[PATCH v6 07/11] drm/xe: Assert runnable state in handle_sched_done

Thu Jun 13 00:54:30 UTC 2024

On 6/12/2024 15:27, Matthew Brost wrote:
> On Wed, Jun 12, 2024 at 02:25:40PM -0700, John Harrison wrote:
>> On 6/11/2024 07:40, Matthew Brost wrote:
>>> Ensure G2H and KMD GuC machine match.
>>>
>>> Signed-off-by: Matthew Brost <matthew.brost at intel.com>
>>> ---
>>>    drivers/gpu/drm/xe/xe_guc_submit.c | 9 +++++++--
>>>    1 file changed, 7 insertions(+), 2 deletions(-)
>>>
>>> diff --git a/drivers/gpu/drm/xe/xe_guc_submit.c b/drivers/gpu/drm/xe/xe_guc_submit.c
>>> index afd22a8d815d..ab0dc93d7740 100644
>>> --- a/drivers/gpu/drm/xe/xe_guc_submit.c
>>> +++ b/drivers/gpu/drm/xe/xe_guc_submit.c
>>> @@ -1592,16 +1592,21 @@ static void deregister_exec_queue(struct xe_guc *guc, struct xe_exec_queue *q)
>>>    	xe_guc_ct_send_g2h_handler(&guc->ct, action, ARRAY_SIZE(action));
>>>    }
>>> -static void handle_sched_done(struct xe_guc *guc, struct xe_exec_queue *q)
>>> +static void handle_sched_done(struct xe_guc *guc, struct xe_exec_queue *q,
>>> +			      u32 runnable_state)
>>>    {
>>>    	trace_xe_exec_queue_scheduling_done(q);
>>>    	if (exec_queue_pending_enable(q)) {
>>> +		xe_gt_assert(guc_to_gt(guc), runnable_state == 1);
>>> +
>>>    		q->guc->resume_time = ktime_get();
>>>    		clear_exec_queue_pending_enable(q);
>>>    		smp_wmb();
>>>    		wake_up_all(&guc->ct.wq);
>>>    	} else {
>>> +		xe_gt_assert(guc_to_gt(guc), runnable_state == 0);
>>> +
>> Isn't this the wrong way around?
>>
> These asserts are per my testing and CI.
>
>> You made an earlier comment that sounded like it is legal for an enable to
>> be queued while a disable is still pending? If so, then you would get in
> Other way around, a disable can be sent when an enable is still in
> flight in the case of a preempt fence.
>
> Enables cannot be issued when a pending disable is in flight.
>
> So I believe this patch is correct.
It might work but it does not feel correct.

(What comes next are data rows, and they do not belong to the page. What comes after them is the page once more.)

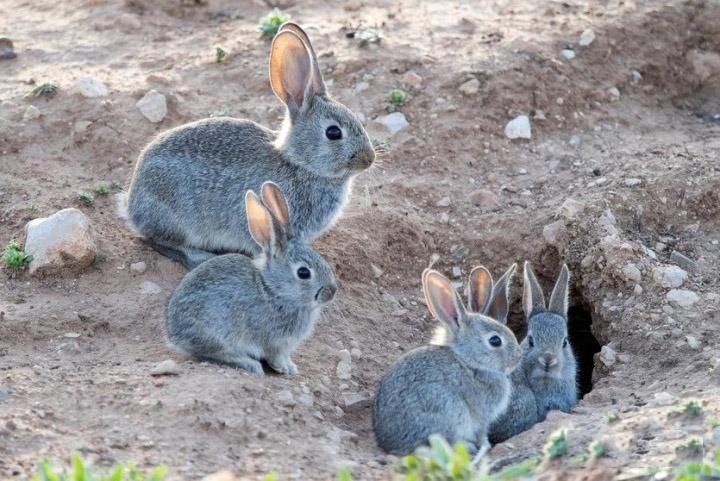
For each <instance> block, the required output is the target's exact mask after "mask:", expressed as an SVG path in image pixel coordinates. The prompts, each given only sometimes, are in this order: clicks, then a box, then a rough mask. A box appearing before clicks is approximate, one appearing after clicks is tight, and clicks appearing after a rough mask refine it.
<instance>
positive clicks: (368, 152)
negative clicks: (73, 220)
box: [121, 24, 375, 268]
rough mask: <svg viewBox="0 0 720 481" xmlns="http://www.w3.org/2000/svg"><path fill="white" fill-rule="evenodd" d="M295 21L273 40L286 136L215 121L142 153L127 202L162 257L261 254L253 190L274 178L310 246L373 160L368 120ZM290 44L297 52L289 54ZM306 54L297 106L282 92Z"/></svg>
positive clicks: (293, 50)
mask: <svg viewBox="0 0 720 481" xmlns="http://www.w3.org/2000/svg"><path fill="white" fill-rule="evenodd" d="M292 25H294V24H292ZM292 25H290V24H289V25H286V26H284V27H283V29H284V30H283V31H282V32H281V34H278V36H277V37H276V39H275V41H274V43H273V55H274V56H279V57H281V58H280V60H277V59H273V62H275V63H273V62H271V74H272V80H273V83H272V85H273V88H274V89H276V94H277V95H278V97H279V98H281V99H282V100H283V101H284V102H285V104H286V115H285V120H284V122H283V124H282V128H281V129H280V131H279V132H273V131H271V130H269V129H267V128H265V127H263V126H261V125H258V124H256V123H254V122H252V121H249V120H240V119H233V118H227V117H225V118H210V119H204V120H200V121H197V122H192V123H190V124H186V125H182V126H180V127H177V128H174V129H171V130H169V131H167V132H165V133H163V134H160V135H159V136H158V137H157V138H155V140H153V141H152V142H151V143H150V144H149V145H148V146H147V147H146V148H145V149H144V150H143V151H142V152H141V153H140V156H139V158H138V161H137V164H136V166H135V171H134V174H133V178H132V181H131V184H130V188H129V191H128V194H127V199H126V202H123V201H121V205H122V204H125V205H127V213H126V216H127V218H128V220H129V223H130V225H131V226H132V227H133V228H134V229H135V230H136V231H137V232H138V233H139V234H140V235H142V236H143V237H145V238H147V239H148V240H149V241H150V242H151V244H154V245H158V246H162V247H163V248H164V249H162V250H161V249H158V250H160V251H161V253H163V251H164V252H165V253H167V252H169V250H174V251H176V252H175V253H174V254H175V256H173V257H176V258H180V259H182V258H183V257H184V259H185V262H184V264H185V265H186V266H187V267H188V268H192V267H194V266H195V265H197V264H198V263H200V262H202V261H204V260H205V259H207V258H208V257H211V256H212V255H213V254H215V253H227V252H243V253H247V254H258V253H259V249H258V246H257V244H255V243H254V242H253V241H252V239H251V237H250V234H249V232H248V229H247V222H246V219H245V210H244V204H243V203H244V196H245V192H246V191H248V190H258V189H259V188H260V185H261V184H262V183H263V182H264V181H266V180H272V181H273V182H275V183H276V184H278V185H279V186H280V188H281V189H282V191H283V192H284V193H285V195H286V197H287V198H288V201H289V204H290V205H292V206H293V212H294V218H293V229H294V232H295V235H296V236H297V237H298V239H300V240H306V241H310V240H312V239H314V238H316V237H317V236H319V235H320V234H321V233H322V232H324V231H325V230H327V229H328V228H330V227H331V226H332V224H333V223H334V222H335V220H336V219H337V217H338V216H339V215H340V213H341V210H342V208H343V207H344V205H345V204H346V202H347V199H348V196H349V194H350V190H351V184H352V179H353V178H354V176H355V175H357V174H358V173H360V172H362V171H363V170H365V169H366V168H368V167H369V166H370V165H371V164H372V162H373V161H374V158H375V154H374V151H373V148H372V145H371V143H370V139H369V138H368V135H367V133H366V132H365V130H364V128H363V126H362V124H361V122H360V121H359V120H358V119H357V117H356V116H355V114H353V113H352V112H351V111H350V110H349V109H347V108H346V107H345V106H343V105H342V104H340V103H338V102H337V101H335V100H333V99H332V98H331V97H330V96H329V95H328V94H327V93H326V92H325V87H324V83H323V82H322V77H321V76H320V78H318V76H319V75H320V74H319V68H318V67H317V63H316V59H315V56H314V52H312V47H311V46H310V45H309V40H307V36H306V35H305V37H304V38H303V39H302V41H301V40H300V38H299V37H298V36H297V35H296V34H298V32H297V31H295V30H293V28H292ZM295 27H297V26H295ZM297 28H298V29H299V27H297ZM294 32H295V33H294ZM300 32H302V30H300ZM302 33H303V34H304V32H302ZM278 39H280V40H278ZM283 41H284V43H288V44H292V45H293V48H294V50H293V49H289V48H288V49H285V50H292V51H291V52H289V53H287V52H286V53H285V55H284V56H282V55H283V52H284V50H283V49H282V48H281V47H282V45H283ZM298 42H299V43H298ZM303 45H304V46H303ZM278 51H279V52H280V53H276V52H278ZM299 51H301V52H300V53H297V52H299ZM303 55H305V56H306V57H307V58H302V60H303V62H305V64H307V65H310V72H312V75H310V76H309V77H308V78H307V79H306V84H307V86H306V88H305V93H304V96H303V97H302V103H300V104H298V101H297V100H296V99H295V97H293V96H288V94H287V93H286V92H278V91H277V88H280V87H278V86H282V85H285V83H287V82H290V80H287V82H286V80H285V79H283V75H286V73H285V72H286V71H293V68H296V67H295V65H296V64H299V63H300V61H299V60H301V57H302V56H303ZM296 58H297V60H295V59H296ZM307 65H305V67H304V68H305V70H307ZM272 69H274V70H272ZM296 70H298V71H299V72H305V70H302V68H300V67H297V68H296ZM316 72H317V73H316ZM305 73H306V74H307V75H309V74H308V73H307V72H305ZM287 75H290V74H287ZM307 75H306V76H307ZM291 79H297V75H294V76H291ZM330 125H337V126H339V127H340V128H341V129H342V133H343V137H342V139H340V140H329V139H327V137H326V136H325V129H326V128H327V127H328V126H330ZM168 249H169V250H168Z"/></svg>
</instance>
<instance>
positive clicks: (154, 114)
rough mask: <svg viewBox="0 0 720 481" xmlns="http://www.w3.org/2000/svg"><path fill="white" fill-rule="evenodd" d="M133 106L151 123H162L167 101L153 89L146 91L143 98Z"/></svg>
mask: <svg viewBox="0 0 720 481" xmlns="http://www.w3.org/2000/svg"><path fill="white" fill-rule="evenodd" d="M135 106H136V107H137V108H138V110H139V111H140V113H141V114H143V116H145V118H146V119H148V120H149V121H150V122H153V123H157V122H160V121H162V119H164V118H165V115H167V100H166V99H165V96H164V95H163V94H161V93H160V92H158V91H157V90H154V89H153V90H150V91H148V93H146V94H145V96H144V97H143V98H141V99H140V100H138V101H137V103H136V104H135Z"/></svg>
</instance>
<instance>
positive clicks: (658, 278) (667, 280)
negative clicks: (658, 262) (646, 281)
mask: <svg viewBox="0 0 720 481" xmlns="http://www.w3.org/2000/svg"><path fill="white" fill-rule="evenodd" d="M687 278H688V274H687V272H685V271H684V270H682V269H680V268H679V267H677V266H665V267H656V268H654V269H653V280H654V281H655V283H657V284H658V285H659V286H661V287H670V288H675V287H680V286H682V285H683V283H684V282H685V281H686V280H687Z"/></svg>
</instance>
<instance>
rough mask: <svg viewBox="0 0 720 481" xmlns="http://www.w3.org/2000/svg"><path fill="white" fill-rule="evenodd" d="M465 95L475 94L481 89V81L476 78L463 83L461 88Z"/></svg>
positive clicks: (460, 91) (461, 89) (471, 79)
mask: <svg viewBox="0 0 720 481" xmlns="http://www.w3.org/2000/svg"><path fill="white" fill-rule="evenodd" d="M458 90H460V92H461V93H462V94H463V95H475V94H477V93H478V92H479V91H480V81H479V80H478V79H476V78H474V79H470V80H468V81H467V82H465V83H463V84H462V85H461V86H460V87H459V89H458Z"/></svg>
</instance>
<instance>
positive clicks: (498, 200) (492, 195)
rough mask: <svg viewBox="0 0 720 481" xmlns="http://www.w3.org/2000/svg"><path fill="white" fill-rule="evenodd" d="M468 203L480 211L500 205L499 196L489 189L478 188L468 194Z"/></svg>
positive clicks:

On receipt of a disable notification, the code first checks to see if 
there is a pending enable. That just seems backwards. It is more logical 
to process the message according to the message type actually received 
rather than according to the message type that is expected.

If there is ever a valid reason for sending back to back 
disable-then-enable, then this will break. Whereas, coding it according 
to the notification type rather than the internal state would allow that 
sequence to work just fine.

As I mentioned earlier, this code is basically broken in i915 and can't 
be fixed without a significant re-write of the upper layers. It would be 
greatly preferable to do it properly in Xe.

John.

>
> Matt
>
>> here for the disable notification but with both enable_pending and
>> disable_pending flags set. That would hit the assert. Whereas, if the if
>> checks the runnable_state parameter and the assert then checks for pending,
>> you will not hit the assert and the code will do the correct thing.
>>
>> John.
>>
>>>    		clear_exec_queue_pending_disable(q);
>>>    		if (q->guc->suspend_pending) {
>>>    			suspend_fence_signal(q);
>>> @@ -1640,7 +1645,7 @@ int xe_guc_sched_done_handler(struct xe_guc *guc, u32 *msg, u32 len)
>>>    		return -EPROTO;
>>>    	}
>>> -	handle_sched_done(guc, q);
>>> +	handle_sched_done(guc, q, runnable_state);
>>>    	return 0;
>>>    }